- An employment bond is an agreement that defines the terms of employment between the employer and employee.
- It mentions duties, responsibilities, rules, and regulations for joining a company under the employer and contributing to their production.
- A stipulation is included in consideration that the employee is being trained and a certain amount is being spent during the training process.
- The enforcement of employment bonds for suitable employees is increasing rapidly regarding privacy concerns and skill training the employee to increase the company production.
- The employee must work under the employer for a time specified in the bond or refund the training cost and expenditure.
- The employee is bound to provide services to the employer for a specified duration.
- If an employee violates the bond specified duration, they are liable to pay for the training charges that were incurred.
- An employment bond is used for maintaining confidentiality, a non-compete clause, and getting the training costs reimbursed in case of any violation by the employee.
- Reservation of the trained employee for a necessary specified time is also a vital object in the employment bond as the training should not be rendered without any meaning or lucrative production for the company.
- The specified duration should not be exceptionally long, and the amount of liability or reimbursement must not exceed the definite training amount spent by the employer.
- In India, the legality of employment bonds is ensured only if the penalty is not unreasonable in case of violation of terms and conditions.
- According to the Indian Contract Act, the rights and interests of an employee are upheld more than that of an employer, as the livelihood of an employee cannot be bound by any means. It will prevail, even if there is an existing contract with the employer.
- Under Indian law, agreements with negative covenants are legally valid and are enforceable only if they were decided by the parties involved having mutual consent over the matter.
- It is not valid legally if any traces of fraud, coercion, influence, or misinterpretation are found. The employer or the employee can contact a lawyer online to understand each clause in an elaborated way.
- Similarly, employment bonds are also the contract of employment with negative covenants.
- According to the law, the employer will be reimbursed in case of violation of the contract by the employee only if the refund amount is of considerable value. The employment bond should be reasonable to make it valid and legally enforced.
Challenging the enforceability of Employment bond
As defined by Section 27 of the Indian Contract Act 1872, the employment bond can be challenged under the prohibition of any restraint of professional and trade as this is void under Section 27.
The terms and conditions mentioned in an employment bond may compel the employee to provide compulsory services or restrain the employee’s livelihood by not allowing them to join other rival companies, or any other employment is not allowed.
The employee has the power and right to resign if the stipulated time duration is completed.
There are a few requirements for a valid employment bond:
- The contract of employment must be signed and reviewed by both parties under free mutual consent, i.e., no fraud, forgery, or coercion is involved during the formation of an employment bond. Contacting or seeking advice from a lawyer online will help reduce any risks involved, as the parties would be able to understand each component thoroughly.
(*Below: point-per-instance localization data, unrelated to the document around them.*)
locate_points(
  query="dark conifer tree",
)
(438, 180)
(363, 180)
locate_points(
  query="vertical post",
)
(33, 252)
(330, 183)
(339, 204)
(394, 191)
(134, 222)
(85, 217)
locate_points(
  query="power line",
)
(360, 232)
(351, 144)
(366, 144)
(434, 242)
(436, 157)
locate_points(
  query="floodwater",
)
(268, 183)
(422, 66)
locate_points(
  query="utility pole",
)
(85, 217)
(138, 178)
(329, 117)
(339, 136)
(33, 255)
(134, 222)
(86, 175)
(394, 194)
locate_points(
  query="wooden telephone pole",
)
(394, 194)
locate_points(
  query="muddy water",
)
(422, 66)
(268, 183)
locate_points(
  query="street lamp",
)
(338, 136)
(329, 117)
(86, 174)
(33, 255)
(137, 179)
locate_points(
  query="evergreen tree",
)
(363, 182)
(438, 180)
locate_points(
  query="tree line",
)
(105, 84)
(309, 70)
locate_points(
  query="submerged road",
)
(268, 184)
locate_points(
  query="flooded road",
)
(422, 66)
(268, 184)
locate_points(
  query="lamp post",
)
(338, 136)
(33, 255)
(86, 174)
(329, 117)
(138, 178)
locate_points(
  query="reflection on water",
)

- The terms and conditions that are stated in an employment bond must be reasonable, and the employer has to provide enough necessary material to prove the reason for the conditions imposed on the employee to refrain from violating the company’s confidential information and interests. This will safeguard both the employer’s interests and the employee’s interests.
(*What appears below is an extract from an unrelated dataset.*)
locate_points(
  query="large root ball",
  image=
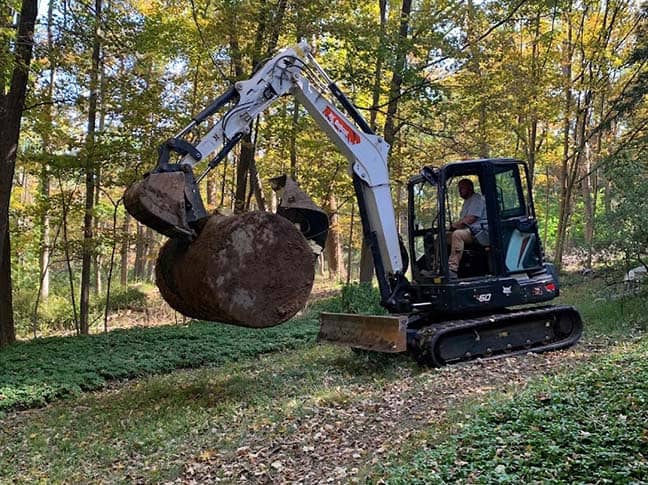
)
(252, 270)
- It is necessary to execute the employment bond on a stamp paper of an appropriate value to make it legally valid and enforceable.
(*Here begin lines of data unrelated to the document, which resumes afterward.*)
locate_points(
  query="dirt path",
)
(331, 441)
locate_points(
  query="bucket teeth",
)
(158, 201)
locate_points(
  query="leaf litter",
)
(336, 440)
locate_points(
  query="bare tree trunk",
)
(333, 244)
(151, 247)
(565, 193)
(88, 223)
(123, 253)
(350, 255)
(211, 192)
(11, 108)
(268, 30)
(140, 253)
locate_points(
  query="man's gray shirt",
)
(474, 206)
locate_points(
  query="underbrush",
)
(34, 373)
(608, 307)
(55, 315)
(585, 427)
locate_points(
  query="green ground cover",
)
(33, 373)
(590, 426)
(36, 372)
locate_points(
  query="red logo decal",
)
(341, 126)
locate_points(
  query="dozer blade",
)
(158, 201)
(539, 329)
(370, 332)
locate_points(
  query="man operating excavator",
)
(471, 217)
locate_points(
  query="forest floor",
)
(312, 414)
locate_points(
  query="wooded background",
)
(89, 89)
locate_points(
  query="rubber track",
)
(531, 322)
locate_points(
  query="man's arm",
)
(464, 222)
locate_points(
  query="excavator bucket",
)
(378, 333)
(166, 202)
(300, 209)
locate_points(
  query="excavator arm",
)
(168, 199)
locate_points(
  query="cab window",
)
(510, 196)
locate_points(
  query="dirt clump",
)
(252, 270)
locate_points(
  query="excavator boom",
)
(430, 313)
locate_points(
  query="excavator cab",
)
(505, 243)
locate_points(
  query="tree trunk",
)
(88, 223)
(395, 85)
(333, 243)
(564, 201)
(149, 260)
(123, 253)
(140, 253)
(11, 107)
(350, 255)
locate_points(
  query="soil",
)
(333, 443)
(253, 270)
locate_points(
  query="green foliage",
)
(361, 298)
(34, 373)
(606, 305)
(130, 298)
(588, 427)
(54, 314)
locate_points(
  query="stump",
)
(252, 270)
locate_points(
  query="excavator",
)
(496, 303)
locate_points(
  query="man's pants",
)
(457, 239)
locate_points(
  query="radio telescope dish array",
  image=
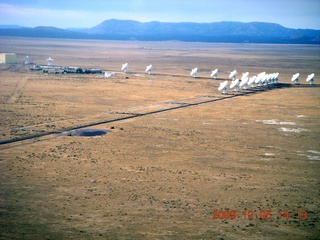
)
(27, 60)
(276, 78)
(224, 87)
(233, 74)
(246, 74)
(310, 78)
(194, 72)
(214, 73)
(244, 83)
(252, 82)
(49, 61)
(235, 84)
(149, 69)
(124, 68)
(108, 74)
(295, 78)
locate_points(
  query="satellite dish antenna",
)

- The period mentioned must be reasonable, and the employee must not be forced to work under the employer after the specified duration is over. It is the choice of the employee to join the company again.
An employment bond is employer-friendly
- An employment bond can be very useful to employers as fresher employees have a tendency to quit jobs in a few months, which leads to expenditure wastage of the company.
- It is to safeguard the interest of the company and employers and to protect the trade secrets and confidential information of the company.
- The employer is spending money and time on the newly hired employees to train them for the better production quality of goods and services.
- By any chance, if the employee poses a threat to a company’s image or success and breaches the employment bond that was mutually signed by both parties, the employer can file a case in the Court of law against the employee to receive compensation or for restraining the employee from leaking confidential data of the company.
- A compensatory amount can be demanded by the employer in the case of a violation of the employment bond. A lawsuit will be filed in the Court of law if the employee fails to compensate the desired amount, which is reasonable under the terms and provisions of law.
- The Court then shall decide if the terms and conditions that are mentioned in the employment bond are considerable and appropriate.
- The amount compensated will be equivalent to the sum of the money spent by the employer to train and improve the newly hired employee.
In today’s progression of the business world and companies, an employment bond is useful to protect the company’s rights as well as the employee’s rights and free trade options.
This contract acts as a prevention to the employees who get trained and then resign without completing the required jobs and services. It ensures the stability of the company’s productive measures and the economic efficiency of its business.